La notte di Parma si sveglia di soprassalto col colore dei lampeggianti. E il rumore degli elicotteri che volteggiano in cielo rompendo il silenzio assonnato del venerdì che precede il riposo.
Si cerca la prigione di Tommaso. Ventotto casolari perquisiti, le teste di cuoio dei Gis dei carabinieri, sparpagliate tra i casolari attorno a Brescello. Irruzioni, controlli, le armi in mano. Ma è inutile, Tommy non c'è. Non si trova. A questo punto la decisione. L'ultima carta. Chiudere il cerchio. Una quarantina di sospettati, la metà della gente finita nei giorni scorsi nel mirino degli investigatori, portati in caserma. Siciliani, calabresi, tunisini, addirittura un piemontese, tutti lì, sotto torchio.

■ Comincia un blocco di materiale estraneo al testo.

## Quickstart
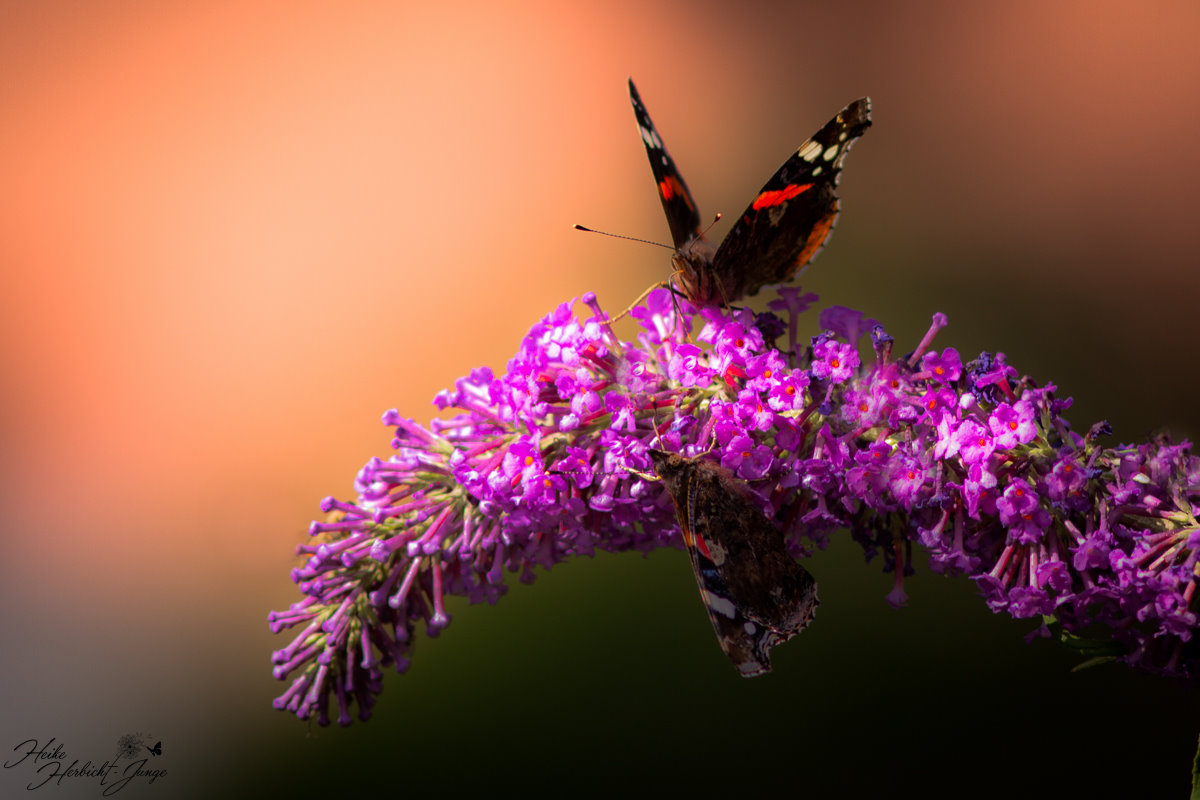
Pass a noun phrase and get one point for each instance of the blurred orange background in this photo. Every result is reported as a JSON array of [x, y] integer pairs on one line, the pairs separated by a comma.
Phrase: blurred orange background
[[233, 234]]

Si sperava di trovare il bambino ma il blitz «fallito» costringe invece gli investigatori a cercare la verità con i modi duri. Interrogando, mettendo alle strette chi potrebbe sapere. Ventotto persone finiscono nel comando provinciale dei carabinieri di via delle Fonderie, altre sedici negli uffici della Questura. Col fiatone, uno dopo l'altro, arrivano gli avvocati. La tenaglia si stringe. È la stretta finale, oggi o mai più.
Le ore trascorrono, qualcuno degli inquisiti esce dopo parecchie ore nascondendosi alle telecamere, qualcun altro viene portato via sulle macchine di polizia e carabinieri. Una Volante, troppo «eccitata», rischia di travolgere i bimbi che escono da scuola. Non ha la sirena accesa, ma sgomma come giocasse al gran premio. Si fanno vedere anche i vigili. Con i loro funzionari, soprattutto donne, quelle belle e giuste per gli obbiettivi delle telecamere.
Le manette, nel frattempo, si stringono ai polsi di tre persone, il procuratore di Parma Pietro Errede, annuncia e poi disdice per la sera una conferenza stampa. Non si trova il cadavere del piccolo Tommaso, almeno là dove indica Alessi, il muratore che lavorò alla ristrutturazione della villetta di Casalbaroncolo. Poi alle 23 l'ultima notizia. Il corpo del bimbo sarebbe stato scovato sotto il fieno di una cascina tra Parma e Reggio Emilia, vicino a Ponte Enza. Mentre un'intera regione si metta in coda, un fiume di dodici chilometri di auto partite per assistere in diretta all'orrore.
Tornano alla mente i tristi vaticini delle maghe. Quelle che vedevano Tommaso morto nel fiume Magra, qualcun'altra nell'Enza, una in un pozzo. Quando la signora del lago, quella Maria Rosi Busi, la negromante che parla con i defunti, ripeteva fiduciosa: «La sua liberazione è vicina».
Il questore di Parma, Vincenzo Stingone, chiede ai giornalisti di attendere ancora, mentre a mezzanotte esce dalla questura in manette la compagna di Alessi, il muratore siciliano accusato del sequestro. Anche lei avrebbe mentito, secondo gli investigatori. Prima confermando l'alibi fasullo del suo uomo, poi tacendo su una telefonata da lei fatta la sera del rapimento, poco dopo le 19.30. Le prove la incastrano.

Avrebbe chiamato il suo convivente al cellulare, mentre lui si trovava a pochi passi da Casalbaroncolo.
Loro, gli arrestati, adesso, si rimpallano le responsabilità. Accusandosi l'un altro, scaricando sui complici questo delitto senza senso. Agghiacciante. E senza ancora un vero perché.